K. L. Phan
- Published on Amazon.com
Format: Kindle Edition
[ TL;DR - I'd pay to read the other books, worth a read if you like fantasy, medieval type setting, a little dabble into Steam punk technology, and a damsel who would rather be a boy than a girl. ]
For a freebie book (got it while it was free), I hadn't expected much. I've been through several freebie books with promising summaries only to realize they're first person. Having grown up on Anne McCaffrey, I can say I really don't like first person. Much less first person, present tense in some cases these days. However Healer's Touch, by Deb Howell, delivers a wonderful story in the traditional third person, past tense, story book style of writing. The POV is done from three main characters.
We start out learning about Llewella, a girl who was forced to dress like a boy because she reminded her father too much of her mother and he wanted a boy, not a girl, since he was the blacksmith. She learned about smithy practices rather than skills most girls her age are taught. When he disappears one day, she's forced to live on her own in a world where women aren't permitted property rights. The smithy is taken away from her, she abandons her home because of people giving her the wrong sort of attention now that she's a girl on her own, and becomes a little thief on the streets.
She's not necessary an innocent by the time we find her in the book; she's lived on the streets for some time and has sacrificed her virtue for safety. Her relationship with men is caustic, thinking men will only offer something they have for what's between her legs. Llew, easier to pass by as "Lou", finds herself in one unfortunate event after another at the beginning of the book. The author's way of introducing her power of healing to the reader. Llew can siphon energy from all living things into her body to heal damage done to her. However she's not skilled enough to stop herself and ends up killing an old man who tried to rape her. She's later reported to the Farry (town guard) that she killed someone (the wrong person) by a "friend", Kynas, who was trying to save his own skin.
The book harps on the fact women are subjects and it's rare to see a female criminal.

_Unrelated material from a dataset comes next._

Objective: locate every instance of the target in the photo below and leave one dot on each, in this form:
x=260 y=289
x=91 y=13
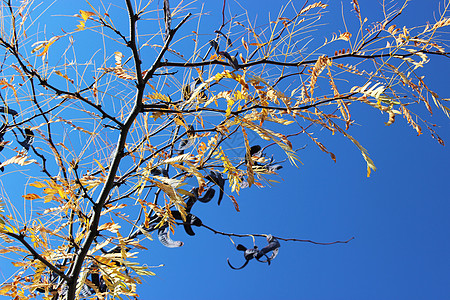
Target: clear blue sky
x=399 y=216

She's dressed in a skirt and blouse, then hung, only to resurrect herself off the energy of flies, carrion birds, and other such lifeforms that tried to consume her dead body. Unfortunately, the process happened in the middle of a very public area and caused a scene. People were terrified of her as she ran through them, shucking off clothes to don over sized male clothes to make it easier to get away.
We're introduced to the party she'll travel with shortly after this adventure and learn she's not just an Aneuk, but a Syaneuk - a powerful, rare type of healer that no one would stop to possess for various reasons.
It's a very interesting book with flashes of steam punk contraptions in the way of spiderbots siphoning blood to convert them into power gems and metal bracelets used to harness these gems to throw bolts of electricity. Less emphasis on the steam punk contraptions though in comparison to knives, arrows, and swordplay. This IS a fantasy book with traces of steam punk, just not as much as I'll expect to see in the following books.
The reader is coaxed along with bits of vital information about what a Syaneuk is, why the Immortals were divided into two races, and why her mother is held captive in another city: she's also a Syaneuk.
There are a few problems in the book where the author sort of trudges along and skips over some vital clues to give the reader a sense of "what the heck is going on". A few times I was distracted by the overuse of a misspelled word and occasional run on sentence. With a little more editing, this book could be polished if attention was directed towards proper subject focus and sentence arrangement. There are several instances where Howell chances her POV from Jonas to Omniscient Narrator and then back. That said, she does it far less often than most freebie books I've seen.